Zong Dorus over twee motten die zijn oude jas opvraten. Ik heb mijn eigen motten in mijn jasje: de teckels! Zeker ik draag mijn jasjes tot ze op de draad versleten zijn. In het wollen colbertje vielen de gaten letterlijk zodat ik ze aan de honden gaf. Zo konden ze er lekker op slapen in de bench.
Ze doen er meer mee dan slapen. Saartje vindt het heerlijk om op iets te knagen. Alle dekentjes waar Sientje op gelegen heeft en die er allemaal heel goed uitzagen, zijn zo verknaagd tot gatenkaas.
Het fleecedekentje met de teckel erop is zo voorzien van enkele grote gaten. Ze breidt zelfs haar activiteiten uit en knaagt geregeld op kleedjes, kussentjes en kleren waar ze helemaal niet op mag knagen.
Na het eten van de grote botten afgelopen week, was alles een beetje ontregeld. Zo’n groot hertenbot is wel heftig voor zulke klein hondjes. Ze dronken voor het slapengaan de halve drinkbak leeg waardoor ’s nachts de nood wel erg hoog werd.
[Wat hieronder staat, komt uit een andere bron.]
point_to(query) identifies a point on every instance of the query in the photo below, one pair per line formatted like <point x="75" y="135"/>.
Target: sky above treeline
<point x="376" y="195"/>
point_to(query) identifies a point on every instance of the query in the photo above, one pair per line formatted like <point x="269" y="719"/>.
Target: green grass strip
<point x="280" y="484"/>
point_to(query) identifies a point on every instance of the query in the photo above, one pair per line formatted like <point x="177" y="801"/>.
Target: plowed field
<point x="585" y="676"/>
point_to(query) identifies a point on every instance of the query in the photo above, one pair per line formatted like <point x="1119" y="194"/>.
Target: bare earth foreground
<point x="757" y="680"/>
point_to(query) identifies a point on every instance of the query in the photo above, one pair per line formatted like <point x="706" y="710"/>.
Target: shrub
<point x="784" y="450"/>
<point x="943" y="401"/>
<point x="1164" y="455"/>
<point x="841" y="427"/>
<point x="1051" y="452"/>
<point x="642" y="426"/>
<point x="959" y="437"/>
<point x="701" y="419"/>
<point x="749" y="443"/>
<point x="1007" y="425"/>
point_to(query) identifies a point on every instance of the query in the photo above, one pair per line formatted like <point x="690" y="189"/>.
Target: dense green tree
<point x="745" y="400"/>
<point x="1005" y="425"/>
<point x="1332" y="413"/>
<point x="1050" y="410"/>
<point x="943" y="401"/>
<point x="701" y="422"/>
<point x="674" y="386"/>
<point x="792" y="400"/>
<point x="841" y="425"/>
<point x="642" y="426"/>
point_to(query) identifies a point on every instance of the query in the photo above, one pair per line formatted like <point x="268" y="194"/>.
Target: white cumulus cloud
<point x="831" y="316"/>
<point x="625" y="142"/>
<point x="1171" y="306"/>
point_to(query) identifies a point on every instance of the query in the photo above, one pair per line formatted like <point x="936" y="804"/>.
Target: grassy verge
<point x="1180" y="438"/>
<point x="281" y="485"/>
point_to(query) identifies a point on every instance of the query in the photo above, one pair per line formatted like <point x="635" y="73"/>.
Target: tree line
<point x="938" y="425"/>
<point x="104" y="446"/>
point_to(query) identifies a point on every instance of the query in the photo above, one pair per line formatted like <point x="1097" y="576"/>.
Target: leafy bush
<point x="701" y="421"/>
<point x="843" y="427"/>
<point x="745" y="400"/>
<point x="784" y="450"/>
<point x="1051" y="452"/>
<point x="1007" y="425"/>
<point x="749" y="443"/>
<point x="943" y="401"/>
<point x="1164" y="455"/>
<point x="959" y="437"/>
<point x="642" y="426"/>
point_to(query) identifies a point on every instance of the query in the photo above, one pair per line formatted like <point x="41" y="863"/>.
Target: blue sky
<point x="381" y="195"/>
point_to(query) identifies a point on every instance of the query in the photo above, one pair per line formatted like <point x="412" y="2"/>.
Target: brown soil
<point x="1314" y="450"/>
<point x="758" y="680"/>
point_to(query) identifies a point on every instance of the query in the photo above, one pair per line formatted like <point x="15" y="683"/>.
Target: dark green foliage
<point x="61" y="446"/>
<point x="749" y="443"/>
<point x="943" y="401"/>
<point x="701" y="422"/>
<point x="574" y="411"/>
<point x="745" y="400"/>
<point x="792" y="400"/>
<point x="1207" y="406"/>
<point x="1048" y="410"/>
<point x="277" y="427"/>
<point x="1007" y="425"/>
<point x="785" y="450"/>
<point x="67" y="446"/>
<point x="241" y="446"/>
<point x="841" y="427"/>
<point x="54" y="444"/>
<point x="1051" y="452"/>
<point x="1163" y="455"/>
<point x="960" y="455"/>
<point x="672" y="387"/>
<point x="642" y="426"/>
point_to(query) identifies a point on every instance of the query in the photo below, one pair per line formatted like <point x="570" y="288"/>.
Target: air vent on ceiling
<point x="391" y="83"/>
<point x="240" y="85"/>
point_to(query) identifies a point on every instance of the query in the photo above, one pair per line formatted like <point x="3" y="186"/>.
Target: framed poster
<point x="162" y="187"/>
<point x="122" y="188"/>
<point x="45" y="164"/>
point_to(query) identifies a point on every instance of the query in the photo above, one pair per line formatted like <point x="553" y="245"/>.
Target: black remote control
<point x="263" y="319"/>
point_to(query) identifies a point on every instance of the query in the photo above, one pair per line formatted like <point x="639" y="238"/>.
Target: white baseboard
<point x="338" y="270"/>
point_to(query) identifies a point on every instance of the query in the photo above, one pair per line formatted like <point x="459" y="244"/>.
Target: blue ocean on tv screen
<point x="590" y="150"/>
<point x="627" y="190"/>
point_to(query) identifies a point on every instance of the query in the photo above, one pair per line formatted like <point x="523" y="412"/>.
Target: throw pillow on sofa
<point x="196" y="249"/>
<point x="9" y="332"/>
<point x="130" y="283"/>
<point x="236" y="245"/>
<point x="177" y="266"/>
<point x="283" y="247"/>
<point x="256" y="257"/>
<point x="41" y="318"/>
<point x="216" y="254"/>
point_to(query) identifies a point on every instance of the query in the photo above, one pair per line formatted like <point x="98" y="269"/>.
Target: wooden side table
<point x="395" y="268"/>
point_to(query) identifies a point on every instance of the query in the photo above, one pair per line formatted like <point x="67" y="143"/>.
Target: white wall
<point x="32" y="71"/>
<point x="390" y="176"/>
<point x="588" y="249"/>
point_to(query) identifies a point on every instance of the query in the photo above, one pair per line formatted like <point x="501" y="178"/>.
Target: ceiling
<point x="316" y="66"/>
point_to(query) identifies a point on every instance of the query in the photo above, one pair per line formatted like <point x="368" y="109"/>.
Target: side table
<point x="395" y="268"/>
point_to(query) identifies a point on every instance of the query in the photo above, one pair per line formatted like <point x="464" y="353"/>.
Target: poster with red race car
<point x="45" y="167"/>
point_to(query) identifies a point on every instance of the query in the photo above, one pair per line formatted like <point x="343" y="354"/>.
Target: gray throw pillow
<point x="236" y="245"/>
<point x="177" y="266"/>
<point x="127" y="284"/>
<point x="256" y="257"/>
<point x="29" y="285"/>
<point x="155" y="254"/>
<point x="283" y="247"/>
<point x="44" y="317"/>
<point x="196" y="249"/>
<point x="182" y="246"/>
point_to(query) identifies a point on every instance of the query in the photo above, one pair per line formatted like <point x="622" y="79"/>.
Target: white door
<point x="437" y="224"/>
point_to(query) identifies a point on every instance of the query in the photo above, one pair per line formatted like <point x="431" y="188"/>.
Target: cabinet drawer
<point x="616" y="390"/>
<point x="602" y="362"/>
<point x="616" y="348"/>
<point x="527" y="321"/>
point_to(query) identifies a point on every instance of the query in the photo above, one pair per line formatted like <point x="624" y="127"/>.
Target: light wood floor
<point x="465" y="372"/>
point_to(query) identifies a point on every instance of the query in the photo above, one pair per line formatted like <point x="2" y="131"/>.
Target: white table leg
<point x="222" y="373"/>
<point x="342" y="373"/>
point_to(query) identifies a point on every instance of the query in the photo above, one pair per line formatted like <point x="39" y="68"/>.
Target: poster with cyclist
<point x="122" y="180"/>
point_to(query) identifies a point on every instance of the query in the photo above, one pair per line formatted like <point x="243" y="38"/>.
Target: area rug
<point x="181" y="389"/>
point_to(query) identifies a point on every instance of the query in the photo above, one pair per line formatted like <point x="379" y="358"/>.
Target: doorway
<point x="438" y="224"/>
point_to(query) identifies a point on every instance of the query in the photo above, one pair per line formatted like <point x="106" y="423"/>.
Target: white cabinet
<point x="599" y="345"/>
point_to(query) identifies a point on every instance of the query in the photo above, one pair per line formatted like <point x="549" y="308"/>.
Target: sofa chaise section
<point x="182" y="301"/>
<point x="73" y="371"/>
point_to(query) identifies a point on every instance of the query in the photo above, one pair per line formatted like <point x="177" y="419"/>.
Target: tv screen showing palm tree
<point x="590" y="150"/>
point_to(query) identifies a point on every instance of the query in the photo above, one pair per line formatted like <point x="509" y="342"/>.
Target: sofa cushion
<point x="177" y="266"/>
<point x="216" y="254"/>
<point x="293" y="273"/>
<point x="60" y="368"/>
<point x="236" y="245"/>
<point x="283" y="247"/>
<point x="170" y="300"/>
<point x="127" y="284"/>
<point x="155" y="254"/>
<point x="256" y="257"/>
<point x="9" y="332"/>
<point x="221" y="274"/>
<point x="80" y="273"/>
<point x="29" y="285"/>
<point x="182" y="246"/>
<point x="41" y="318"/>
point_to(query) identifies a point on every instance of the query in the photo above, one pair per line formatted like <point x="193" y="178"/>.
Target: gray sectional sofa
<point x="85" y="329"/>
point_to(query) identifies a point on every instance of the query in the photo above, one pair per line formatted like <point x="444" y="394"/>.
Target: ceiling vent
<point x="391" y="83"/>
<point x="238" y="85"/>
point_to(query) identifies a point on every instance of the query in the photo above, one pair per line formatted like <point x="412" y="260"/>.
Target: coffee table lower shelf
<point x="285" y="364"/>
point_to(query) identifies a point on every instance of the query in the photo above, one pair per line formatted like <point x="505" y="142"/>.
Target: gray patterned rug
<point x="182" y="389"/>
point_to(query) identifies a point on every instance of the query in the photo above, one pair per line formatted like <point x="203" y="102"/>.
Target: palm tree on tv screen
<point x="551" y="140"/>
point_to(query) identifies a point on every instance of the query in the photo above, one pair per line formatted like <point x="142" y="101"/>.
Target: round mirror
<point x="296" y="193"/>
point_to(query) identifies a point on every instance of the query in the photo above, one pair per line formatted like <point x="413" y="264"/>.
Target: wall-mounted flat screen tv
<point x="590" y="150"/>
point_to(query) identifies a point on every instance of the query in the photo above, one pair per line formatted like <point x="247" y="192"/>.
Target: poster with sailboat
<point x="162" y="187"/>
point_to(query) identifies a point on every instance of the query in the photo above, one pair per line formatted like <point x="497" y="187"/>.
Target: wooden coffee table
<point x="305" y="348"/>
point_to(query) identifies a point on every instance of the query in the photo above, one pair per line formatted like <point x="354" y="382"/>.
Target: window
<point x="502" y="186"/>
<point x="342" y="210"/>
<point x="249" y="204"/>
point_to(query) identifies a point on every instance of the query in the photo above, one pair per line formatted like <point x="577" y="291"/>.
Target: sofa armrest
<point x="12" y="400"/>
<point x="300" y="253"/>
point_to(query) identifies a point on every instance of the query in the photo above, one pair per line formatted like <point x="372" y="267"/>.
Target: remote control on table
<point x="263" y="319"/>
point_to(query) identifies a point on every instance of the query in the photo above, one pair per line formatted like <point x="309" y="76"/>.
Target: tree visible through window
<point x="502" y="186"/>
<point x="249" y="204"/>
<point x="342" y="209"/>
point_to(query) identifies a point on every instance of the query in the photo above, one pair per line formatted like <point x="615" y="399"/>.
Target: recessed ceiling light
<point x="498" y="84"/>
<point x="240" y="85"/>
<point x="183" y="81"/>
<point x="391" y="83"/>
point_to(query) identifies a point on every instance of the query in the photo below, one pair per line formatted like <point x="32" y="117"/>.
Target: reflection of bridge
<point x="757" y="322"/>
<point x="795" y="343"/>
De redding ontbrak. Teuntje liet het gaan, Saartje stond de volgende ochtend wel heel lang te wateren in het gras bij de gracht. Daarom hing ik de boel maar even te drogen in de tuin. Het colbertje kreeg een mooie plek over een stoel.
Overal zitten de gaten. Laatst was Inge druk in de weer geweest om een broek van Doris van gaten te voorzien voor de productie van de theaterschool. ‘Ik kan de volgende keer beter Saar vragen’, zei ze. ‘Dit jasje ziet eruit of een zwerver er al 3 jaar mee over straat loopt.’